站在城樓之上,目送着那身穿铠甲之人離去,阮傾城心不由微微觸動,第一次驕傲的心情油然而生,那是她的夫,而她的丈夫是個英雄。
“阮傾城回去吧,風大了。”程婳依舊穿着紫衣,藥王谷的醫徒以有十人随君而行,她這藥王谷谷主留在這兒也并無什麽大事,最重要的還是護住阮傾城。
阮傾城微微側過頭看了眼程婳,程婳依舊是那樣妖豔動人,然她的眉稍間卻透着一絲情場失意的悵然,不過一瞬便又被程婳給壓了下去。
程婳見阮傾城看過來,勾魂的眼眸微微一挑,朝着阮傾城看了過去,阮傾城見此笑道:“再等一等。”
說完又将目光落在慕子譽的身上,而慕子譽也正好轉過了頭,互相凝望着沒有離別時的悲傷,有的只是對未來的憧憬,阮傾城清晰地看到了慕子譽對着她說了一句話,使得她的心噗噗噗直跳。
“等朕回來。
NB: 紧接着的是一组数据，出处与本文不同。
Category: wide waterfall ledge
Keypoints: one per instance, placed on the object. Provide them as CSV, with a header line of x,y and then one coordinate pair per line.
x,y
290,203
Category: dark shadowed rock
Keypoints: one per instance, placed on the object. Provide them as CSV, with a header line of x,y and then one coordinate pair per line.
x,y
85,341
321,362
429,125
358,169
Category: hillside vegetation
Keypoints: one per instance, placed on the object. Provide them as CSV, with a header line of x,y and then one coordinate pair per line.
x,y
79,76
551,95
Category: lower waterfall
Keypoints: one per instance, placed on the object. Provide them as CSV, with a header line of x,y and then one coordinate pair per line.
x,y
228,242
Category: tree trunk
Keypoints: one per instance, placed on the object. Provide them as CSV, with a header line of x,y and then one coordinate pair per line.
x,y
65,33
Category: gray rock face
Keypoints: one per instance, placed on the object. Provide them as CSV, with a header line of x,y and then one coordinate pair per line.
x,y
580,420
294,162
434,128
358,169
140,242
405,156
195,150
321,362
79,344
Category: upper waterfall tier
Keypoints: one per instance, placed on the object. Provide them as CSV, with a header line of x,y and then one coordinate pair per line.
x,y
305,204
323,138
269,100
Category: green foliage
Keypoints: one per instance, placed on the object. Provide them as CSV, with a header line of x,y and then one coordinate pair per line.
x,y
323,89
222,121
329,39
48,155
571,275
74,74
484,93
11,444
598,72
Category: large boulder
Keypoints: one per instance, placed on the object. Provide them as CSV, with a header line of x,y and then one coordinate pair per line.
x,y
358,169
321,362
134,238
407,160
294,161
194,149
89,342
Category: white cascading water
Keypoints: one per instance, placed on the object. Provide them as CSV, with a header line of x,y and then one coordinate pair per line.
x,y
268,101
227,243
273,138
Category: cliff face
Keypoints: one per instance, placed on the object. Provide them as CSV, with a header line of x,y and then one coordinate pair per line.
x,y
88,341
”
慕子譽停留不久,對阮傾城來說卻已經夠久,當慕子譽徹底的消失在阮傾城的眼前時,阮傾城這才與程婳一同下了城樓。
程婳手中摸着一塊血玉,嫣紅的唇瓣微微一勾,“你不是說不喜歡看離別的場景?結果今早倒是跑的快。”
阮傾城此刻可算是披頭散發女鬼一枚,阮傾城不由幹咳了一聲,繞起了頭發從懷中拿着簪子插在了發間,做好這一切,阮傾城這才答道:“不會太久。”
更何況這是一個新的開始。
程婳有些不太理解阮傾城的話,但也沒想着去弄懂這些事,而是将目光落在了這龍淵城的百姓身上,目光幽幽透着一絲探究,龍淵城的百姓還真是冷靜呢。
阮傾城的目光則是順着程婳的眼眸看了過去,眼眸微微一跳,勾着唇對着程婳問道:“看出了什麽?”
“你不是看出來了?那又何必問我?”程婳沒給阮傾城半點面子,而是直接扭頭走人,那模樣傲嬌透頂,卻也讓人哭笑不得。
阮傾城拿着帕子輕輕地擦了擦唇瓣,扶起了地上不知何時坐在地上的孩子,接着朝着守城府而去,而那男孩在阮傾城離去後,眼底放出了一道精光,将一包什麽東西藏在了懷中,便快速地朝着小巷子跑了出去。
在那孩子進入小巷之時,兩個人悄然無聲地跟了過去,步伐不緊不慢,卻并未離那開那孩子。
阮傾城與程婳掃了一眼,不約而同地笑了一聲,接着便不動聲色的繼續逛着街,而那孩子卻不知他的一動作将龍淵城裏頭的秘密漸漸地給暴露了出來。